Gli appelli al voto hanno sempre qualcosa di retorico, il rischio di apparire parole e pensieri polverosi, di maniera. Un po’ come quelle raccomandazioni che ci facevano gli zii di una certa età quando eravamo bambini. Appelli, oltretutto, minati dalla consapevolezza della loro perfetta inutilità. Quando a votare si andava in massa il problema ovviamente non si poneva e nessuno studiava il tema, oggi i buoi sono scappati ed è fastidiosa la sensazione di non sapere neppure da che parte cominciare a cercarli.

Premesso che una lenta e costante erosione dei votanti è un fenomeno di tutti i Paesi avanzati e delle liberal democrazie più ricche e sviluppate (in Olanda ha votato il 44%), il caso specifico italiano ha delle caratteristiche peculiari.

Tanto per cominciare, il tramonto dei grandi partiti popolari e delle contrapposizioni ideologiche che smossero le masse nel secolo scorso. Poi, la devastante crisi della politica segnata da Tangentopoli, la fine dei partiti novecenteschi e la nascita dei partiti “personali”, delle grandi avventure di leader catalizzatori ormai quasi del tutto indipendenti dalle formazioni politiche di riferimento. Poi, mazzata finale, l’ascesa populista.

Ci resta un panorama di macerie, in termini di fiducia e partecipazione, nel momento storico peggiore possibile. Proprio quando servirebbe un’accresciuta coscienza civica collettiva, la capacità di comprendere la portata delle scelte da fare e della responsabilità che ne conseguono, ci siamo trovati sommersi da qualcosa di più subdolo della sfiducia: il senso di inutilità. È il frutto di una politica piccola, con il capo ossessivamente reclinato e gli occhi tenuti ben fissi al suolo.

Slogan di una banalità dirompente, liti furibonde su aspetti del tutto insignificanti o quantomeno marginali della vita dei cittadini europei di domani. Nessuna risposta alle domande che ci fanno i nostri figli. Loro cittadini europei lo sono di nascita e non si pongono neppure il problema di ridicole distinzioni fra Milano e Barcellona, Roma e Berlino, Napoli, Marsiglia, Valencia, Copenhagen, Anversa, Tallinn, Lubecca o Charleroi (molte di queste città i ragazzi le hanno messe nella loro personalissima cartina geografica grazie a low cost ed Erasmus, che hanno fatto di più per il sogno europeo di migliaia di discorsi zeppi di retorica).
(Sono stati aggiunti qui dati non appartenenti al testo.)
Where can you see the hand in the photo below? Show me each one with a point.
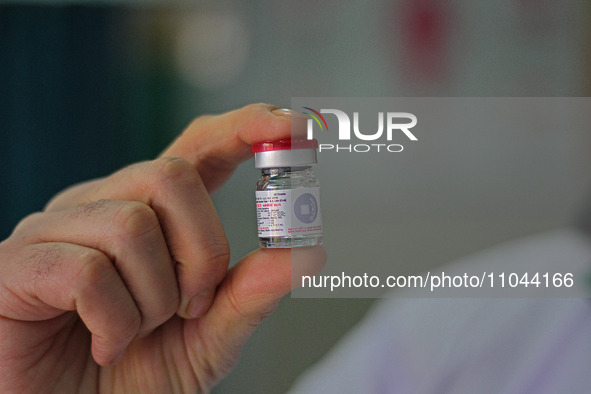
(121, 284)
Sono arcistufi di farsi indicare come cervelli in fuga, se vanno a sperimentare e sperimentarsi all’estero. Vorrebbero “semplicemente” le opportunità che i loro concittadini europei tedeschi, francesi, spagnoli, olandesi ma sempre più spesso polacchi, estoni o cechi riescono a sfruttare molto prima e meglio di loro. Vorrebbero parlare di questo e sentono parlare solo di altro. Di paure, non di rado di storie inventate.

Per non chiudere incoerentemente con un appello al voto, ci limitiamo a sperare che i ragazzi spingano i genitori a uscire dal cono d’ombra della paura e dell’egoismo.